Investorengespräche, Rechtsstreits und ein Happy End
Bevor ich diese frühe Erkenntnis mit der grade erschienenen vierten Ausgabe wirklich komplett habe in die Tat umsetzen können, mussten wir erst durch einige schwere Zeiten und einige Täler ziehen. Ich wünsche mir nichts davon zurück, will die Lektionen und Lernerfolge aber auch nicht missen. Was zwischen Oktober 2014 (unserem Gründungsmonat) und Februar 2015 (dem Erscheinungsdatum der ersten Ausgabe von Vegan Good Life) passiert ist, ist für mich im Rückblick sehr unscharf, alles ging viel zu schnell. In weniger als 3 Monaten haben wir drei Gespräche mit eventuellen Investoren und potentiellen Partnern geführt – und uns dreimal dagegen entschieden. Wir haben völlige Entscheidungshoheit einem schnelleren Wachstum und erhöhter Reichweite vorgezogen. Wir haben eine GmbH gegründet (was wir heute so nicht mehr machen würden), zwei volle und einen fast-Rechtsstreit überstanden und uns im Alleingang Design, Druckvorstufe, Buchhaltung, Vermarktung und Verkaufsstrategien beigebracht. Denn hatte ich es schon gesagt? Wir sind nur zu zweit. Außer einer überschaubaren Schar handverlesener Freelancer (die natürlich auch alle betreut werden möchten) kommt alles von zwei Schreibtischen, aus zwei Köpfen und vier Händen.

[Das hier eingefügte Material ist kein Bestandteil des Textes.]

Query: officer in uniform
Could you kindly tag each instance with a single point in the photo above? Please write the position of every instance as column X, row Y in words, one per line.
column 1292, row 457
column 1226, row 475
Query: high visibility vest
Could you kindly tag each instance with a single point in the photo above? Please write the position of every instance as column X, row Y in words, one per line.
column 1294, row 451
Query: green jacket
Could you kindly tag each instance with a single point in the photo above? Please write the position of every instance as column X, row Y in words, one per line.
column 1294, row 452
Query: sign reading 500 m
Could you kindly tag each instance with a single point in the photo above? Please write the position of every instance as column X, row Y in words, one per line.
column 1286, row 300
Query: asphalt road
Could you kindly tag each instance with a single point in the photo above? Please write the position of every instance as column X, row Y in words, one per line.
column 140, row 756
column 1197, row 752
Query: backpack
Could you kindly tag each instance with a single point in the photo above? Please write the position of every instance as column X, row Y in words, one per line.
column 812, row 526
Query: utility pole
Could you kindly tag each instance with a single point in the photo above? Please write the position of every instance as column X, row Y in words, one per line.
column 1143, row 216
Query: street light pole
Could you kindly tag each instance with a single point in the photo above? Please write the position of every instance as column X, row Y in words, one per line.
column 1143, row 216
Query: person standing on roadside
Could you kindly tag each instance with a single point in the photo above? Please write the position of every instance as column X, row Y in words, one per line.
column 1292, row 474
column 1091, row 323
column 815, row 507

Viel ist passiert in so kurzer Zeit. Seit Ausgabe 4 ist Vegan Good Life komplett werbefrei. Wir haben das schönste Papier. Wir haben mehr Seiten, wo andere Hefte von Ausgabe zu Ausgabe einen Bogen weniger drucken müssen. Wir sind bilingual, deutsch und englisch in einem Heft und versenden deswegen in die ganze Welt. Wir haben unsere Vertriebswege aus nachhaltigen Beweggründen radikal dezimiert, sind jetzt aber viel sinniger und effektiver aufgestellt. Wir haben uns unabhängig gemacht vom wankelmütigen Zeitschriftenmarkt, den wir einmal komplett durchgespielt und dann für völlig defekt befunden haben. Und wir beweisen jeden Tag, dass es an „unserem Ende“ des Spektrums Raum für eine vegane Publikation gibt – arty, weit draußen, fashion, weird und anders. Und auch wenn es vielleicht etwas komisch klingt, wenn ich das selbst so schreibe: Die Gestaltung, die Haptik, die Typografie, die Bildstrecken – ab und zu fällt mir es mir schwer zu begreifen, dass wir etwas produzieren, das so eine hohe Wertigkeit mit sich bringt, an dem es nicht mehr viel gibt, was ich noch verändern möchte und mit dem ich mich angekommen fühle.
Heute kann ich sagen: Ich habe das Magazin erschaffen, das ich gerne selbst gekauft und gelesen hätte. Nur gab es das, was wir tun, damals und auch heute eben nicht in dieser Art, abgesehen von unserem eigenen Produkt eben.
Und so zahlt Vegan Good Life auf so vieles ein. Ich habe ihn, den gelebten Aktivismus. Ich produziere Output, der mich erfüllt. Und ich kann etwas erschaffen, das für eine zwar kleine, aber dafür dankbare und sehr stilsichere Zielgruppe einen hohen Stellenwert hat. Das ist sehr viel Wert – auch die viele Arbeit, die Zugeständnisse und den Druck. Ich wollte es ja nicht anders.